С конца декабря 1928 года по март 1929-го Мандельштамы гостили в Киеве. Здесь, в Доме врача, в январе 1929 года состоялся официальный авторский вечер поэта, а чуть позже – полуофициальное мандельштамовское выступление в киевском университете перед студентами[535]. Исаак Бабель пристроил Мандельштама на местную киностудию, что дало ему возможность подзаработать, отрецензировав несколько фильмов. В Киеве Надежде Яковлевне вырезали аппендикс – операцию проводила хирург Вера Гедройц, которая, как и Мандельштам, в свое время усердно посещала «Цех поэтов». «Мне приходилось очень круто, – рассказывал Мандельштам в письме к отцу, отправленном в середине февраля. – Денег почти не было. Родители Нади – люди совсем беспомощные и нищие. В квартире у них холод, запущенность. Связей никаких. Мать – очень плохая хозяйка. Каждая чашка бульона, которую я таскал в больницу, давалась мне с бою. У меня был постоянный пропуск в клинику, и так как я получил отдельную палату, то проводил там целые дни и даже ночевал, заменяя сестру и санитара. Самое трудное было подготовить Надино возвращение домой, вытопить печи, согреть комнаты, раздобыть на хозяйство, на прислугу» (IV: 111). Для контраста процитируем небольшой фрагмент из воспоминаний И. Одоевцевой, описывающих 1920 год: «Мандельштам выскакивал в коридор и начинал стучать во все двери: “Помогите, помогите!

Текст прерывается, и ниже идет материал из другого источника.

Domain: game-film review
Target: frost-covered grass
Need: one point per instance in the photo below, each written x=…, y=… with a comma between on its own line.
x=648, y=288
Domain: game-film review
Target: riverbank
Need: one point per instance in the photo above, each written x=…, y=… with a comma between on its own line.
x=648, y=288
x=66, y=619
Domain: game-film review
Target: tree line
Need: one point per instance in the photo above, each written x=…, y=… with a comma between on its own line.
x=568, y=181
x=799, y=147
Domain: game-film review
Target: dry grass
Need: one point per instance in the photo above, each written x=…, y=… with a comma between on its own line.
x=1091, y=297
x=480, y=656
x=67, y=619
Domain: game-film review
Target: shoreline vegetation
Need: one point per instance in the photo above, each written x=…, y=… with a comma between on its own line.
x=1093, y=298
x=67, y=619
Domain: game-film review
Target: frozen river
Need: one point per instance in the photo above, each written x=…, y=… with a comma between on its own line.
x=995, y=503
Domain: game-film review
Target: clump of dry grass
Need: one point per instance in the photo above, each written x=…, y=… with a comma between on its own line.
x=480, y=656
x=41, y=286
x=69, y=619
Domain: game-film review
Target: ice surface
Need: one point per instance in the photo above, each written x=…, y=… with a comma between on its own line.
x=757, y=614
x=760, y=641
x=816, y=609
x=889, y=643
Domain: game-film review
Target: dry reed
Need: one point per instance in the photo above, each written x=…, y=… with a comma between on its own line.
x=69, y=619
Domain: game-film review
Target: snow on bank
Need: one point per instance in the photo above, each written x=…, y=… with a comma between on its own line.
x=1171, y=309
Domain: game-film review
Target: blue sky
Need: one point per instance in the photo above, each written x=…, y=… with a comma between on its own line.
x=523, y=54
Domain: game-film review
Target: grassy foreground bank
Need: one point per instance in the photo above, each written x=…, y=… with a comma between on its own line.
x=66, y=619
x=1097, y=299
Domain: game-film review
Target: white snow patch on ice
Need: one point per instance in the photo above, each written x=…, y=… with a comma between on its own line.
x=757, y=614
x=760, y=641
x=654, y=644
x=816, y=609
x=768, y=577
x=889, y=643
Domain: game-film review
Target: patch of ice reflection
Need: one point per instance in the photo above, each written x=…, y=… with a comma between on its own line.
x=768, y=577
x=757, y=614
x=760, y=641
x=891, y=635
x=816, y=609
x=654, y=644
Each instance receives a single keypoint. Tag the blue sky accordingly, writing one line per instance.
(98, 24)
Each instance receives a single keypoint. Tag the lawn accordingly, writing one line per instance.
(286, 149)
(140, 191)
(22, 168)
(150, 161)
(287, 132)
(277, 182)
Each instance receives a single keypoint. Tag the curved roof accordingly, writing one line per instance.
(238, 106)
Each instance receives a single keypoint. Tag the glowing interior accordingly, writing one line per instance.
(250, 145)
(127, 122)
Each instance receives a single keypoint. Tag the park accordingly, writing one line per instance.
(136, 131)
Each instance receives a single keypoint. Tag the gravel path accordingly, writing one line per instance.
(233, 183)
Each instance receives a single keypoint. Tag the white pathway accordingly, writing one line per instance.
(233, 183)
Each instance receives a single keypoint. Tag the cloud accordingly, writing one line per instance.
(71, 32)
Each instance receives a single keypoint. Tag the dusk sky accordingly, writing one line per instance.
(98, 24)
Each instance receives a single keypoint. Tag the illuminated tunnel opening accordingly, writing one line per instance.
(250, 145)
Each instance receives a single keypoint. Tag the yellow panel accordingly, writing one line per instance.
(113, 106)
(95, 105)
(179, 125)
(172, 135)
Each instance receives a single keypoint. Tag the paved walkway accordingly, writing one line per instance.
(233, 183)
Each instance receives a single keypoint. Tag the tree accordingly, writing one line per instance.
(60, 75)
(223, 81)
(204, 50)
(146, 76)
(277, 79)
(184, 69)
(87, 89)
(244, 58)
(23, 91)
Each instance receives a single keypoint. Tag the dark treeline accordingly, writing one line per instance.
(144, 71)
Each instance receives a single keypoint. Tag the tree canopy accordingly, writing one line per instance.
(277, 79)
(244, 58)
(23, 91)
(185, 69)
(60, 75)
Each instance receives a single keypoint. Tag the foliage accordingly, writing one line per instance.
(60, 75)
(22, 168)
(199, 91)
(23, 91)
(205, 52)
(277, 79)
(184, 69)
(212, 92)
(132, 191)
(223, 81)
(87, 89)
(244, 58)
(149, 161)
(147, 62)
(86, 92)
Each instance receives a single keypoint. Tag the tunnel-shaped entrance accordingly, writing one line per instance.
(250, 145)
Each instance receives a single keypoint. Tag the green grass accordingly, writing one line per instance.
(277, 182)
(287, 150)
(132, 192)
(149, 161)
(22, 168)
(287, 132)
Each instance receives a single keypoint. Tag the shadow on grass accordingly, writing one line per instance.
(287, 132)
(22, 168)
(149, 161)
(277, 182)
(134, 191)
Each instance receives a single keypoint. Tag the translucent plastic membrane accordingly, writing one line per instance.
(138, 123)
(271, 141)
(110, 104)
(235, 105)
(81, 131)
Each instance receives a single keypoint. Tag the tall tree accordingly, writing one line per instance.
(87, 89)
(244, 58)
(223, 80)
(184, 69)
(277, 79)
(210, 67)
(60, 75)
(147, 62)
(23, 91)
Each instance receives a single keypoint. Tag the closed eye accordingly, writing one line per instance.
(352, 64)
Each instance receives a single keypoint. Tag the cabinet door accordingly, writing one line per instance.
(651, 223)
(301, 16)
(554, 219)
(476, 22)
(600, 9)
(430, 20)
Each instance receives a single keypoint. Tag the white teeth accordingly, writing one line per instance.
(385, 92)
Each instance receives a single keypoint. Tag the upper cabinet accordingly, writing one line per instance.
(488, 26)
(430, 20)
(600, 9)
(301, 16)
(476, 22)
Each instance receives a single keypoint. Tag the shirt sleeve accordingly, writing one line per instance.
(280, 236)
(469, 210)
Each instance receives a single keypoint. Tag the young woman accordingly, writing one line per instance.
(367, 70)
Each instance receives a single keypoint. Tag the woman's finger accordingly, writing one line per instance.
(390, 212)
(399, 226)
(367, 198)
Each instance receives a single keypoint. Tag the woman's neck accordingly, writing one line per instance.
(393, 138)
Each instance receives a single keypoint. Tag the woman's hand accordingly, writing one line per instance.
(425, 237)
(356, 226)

Я не умею затопить печку. Я не кочегар, не истопник. Помогите!”»[536] Приведем также реплику о Мандельштаме Анны Ахматовой, зафиксированную Лидией Гинзбург: «…Он всю жизнь был такой беспомощный, что все равно ничего не умел делать руками»[537].

В Москву поэт вернулся в начале апреля 1929 года и сразу же ринулся в бой: 7 апреля «Известия» опубликовали большую статью Мандельштама «Потоки халтуры», направленную против порочной переводческой практики. Среди предложенных автором «Потоков халтуры» мер: созыв «всесоюзного совещания по вопросам иностранной литературы» и создание «Института иностранной литературы с постоянным факультетом по теории и практике перевода». Кислая реакция братьев-писателей: «Осип Мандельштам пишет pro domo mea <в свою защиту (лат.)>, не вспоминая, однако, истории с романом де Костера» (из письма Р.В. Иванова-Разумника к А.Г. Горнфельду)[538].

В тот день, когда в Москве были опубликованы «Потоки халтуры», в Ленинграде состоялось первое заседание третейского суда по «делу о Майн Риде»: новый руководитель ЗИФ’а Илья Ионов обвинил Мандельштама и Бенедикта Лившица в том, что при переводе романов Майн Рида они пользовались не английскими оригиналами, а французскими переводными изданиями. Мандельштам и Лившиц отстаивали свою правоту. Спустя несколько месяцев, 30 сентября 1929 года, Ленинградское отделение Всероссийского союза поэтов постановит считать Мандельштама выбывшим из своих рядов «ввиду продолжающейся неуплаты членских взносов», «а также ввиду переезда на постоянное жительство в Москву»[539].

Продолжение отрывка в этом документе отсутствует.